President Akufo-Addo has announced that Ghana’s COVID-19 cases has risen to 4,700.
The President made it known in his address to the nation on May 10, 2020.
The death count still stands at 22 but 494 people have recovered.
Those figures, he indicated, were from the 160,501 tests conducted as of yesterday.
He said the backlog of samples for testing was cleared last Friday, meaning that the figures were real time results given on a daily basis since last Friday.
The President said the decision to conduct more tests had helped in finding the positive cases to isolate, treat and curb further person-to-person spread.
“We must understand that the more people we test for the virus, the more persons we will discover as positive, and, thus, have the opportunity to isolate and treat them.
“If you do not test people for the virus, you will not find the persons who are positive, let alone isolate them from the population and treat them and prevent them from spreading the virus.

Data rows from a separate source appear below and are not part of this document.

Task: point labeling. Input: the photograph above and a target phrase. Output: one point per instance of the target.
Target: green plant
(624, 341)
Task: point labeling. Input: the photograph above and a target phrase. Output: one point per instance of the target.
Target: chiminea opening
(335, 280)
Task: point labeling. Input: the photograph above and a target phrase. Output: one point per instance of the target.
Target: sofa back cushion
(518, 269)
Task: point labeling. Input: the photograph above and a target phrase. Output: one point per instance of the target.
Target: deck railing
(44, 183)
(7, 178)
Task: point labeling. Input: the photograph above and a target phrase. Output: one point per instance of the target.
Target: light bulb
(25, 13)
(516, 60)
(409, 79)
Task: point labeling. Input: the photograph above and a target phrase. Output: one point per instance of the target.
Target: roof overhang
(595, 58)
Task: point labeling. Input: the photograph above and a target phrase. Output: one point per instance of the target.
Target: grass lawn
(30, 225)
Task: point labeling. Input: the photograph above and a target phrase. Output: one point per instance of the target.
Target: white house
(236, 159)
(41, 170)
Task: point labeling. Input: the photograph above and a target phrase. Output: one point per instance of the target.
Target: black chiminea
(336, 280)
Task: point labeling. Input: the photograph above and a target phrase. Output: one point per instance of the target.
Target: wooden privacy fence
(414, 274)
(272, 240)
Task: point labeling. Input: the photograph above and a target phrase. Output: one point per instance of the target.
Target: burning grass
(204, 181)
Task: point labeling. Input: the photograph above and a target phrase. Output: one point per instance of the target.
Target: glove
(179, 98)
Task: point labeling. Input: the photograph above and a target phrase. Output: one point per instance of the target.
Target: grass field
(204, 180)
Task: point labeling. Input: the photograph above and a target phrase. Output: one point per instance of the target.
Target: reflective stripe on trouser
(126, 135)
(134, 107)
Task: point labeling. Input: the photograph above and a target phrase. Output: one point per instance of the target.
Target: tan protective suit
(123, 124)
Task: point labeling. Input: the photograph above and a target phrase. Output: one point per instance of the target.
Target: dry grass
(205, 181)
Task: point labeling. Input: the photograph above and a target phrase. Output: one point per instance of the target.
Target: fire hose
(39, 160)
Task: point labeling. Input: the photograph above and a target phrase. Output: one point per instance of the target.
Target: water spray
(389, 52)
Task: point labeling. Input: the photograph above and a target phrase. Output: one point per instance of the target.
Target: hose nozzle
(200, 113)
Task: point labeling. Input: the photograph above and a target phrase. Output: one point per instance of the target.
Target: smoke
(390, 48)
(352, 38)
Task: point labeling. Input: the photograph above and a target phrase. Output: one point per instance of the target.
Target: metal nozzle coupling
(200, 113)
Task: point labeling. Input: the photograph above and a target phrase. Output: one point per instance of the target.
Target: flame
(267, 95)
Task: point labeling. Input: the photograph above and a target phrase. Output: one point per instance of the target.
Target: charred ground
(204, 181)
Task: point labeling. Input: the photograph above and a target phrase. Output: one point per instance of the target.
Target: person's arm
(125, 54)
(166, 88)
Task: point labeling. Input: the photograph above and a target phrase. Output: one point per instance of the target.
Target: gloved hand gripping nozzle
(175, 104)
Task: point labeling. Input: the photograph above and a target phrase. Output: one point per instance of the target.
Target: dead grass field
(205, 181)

“Indeed, had we not been proactive in undertaking enhanced contact tracing of infected persons but had relied solely on testing persons who reported to hospital, which is the practice followed by some other countries, that is, routine testing, our total case count would have stood at 1,413. The 3,232, that is, two-thirds of the population of positives, would have been undetected and still be within the population, unknowingly infecting others,” he explained.
President Akufo-Addo intimated that the rapid implementation of all the policies had resulted in our low infection, hospitalisation and death rates, some of the lowest in Africa and the world, saying those policies were to be replicated in some countries.
“We, certainly, must be doing something right in Ghana. Our country has administered more tests per million people than any other country in Africa, and, in fact, the World Health Organisation has reached out to us to share our sample pooling experience with other African countries, so they can adopt this strategy and also ramp up their testing capabilities.
“It is, thus, vital that we continue to maintain the measures of enhanced hygiene and social distancing protocols to contain the spread of the virus, as they are the surest way to a quick return to a life of normalcy,” he emphasised.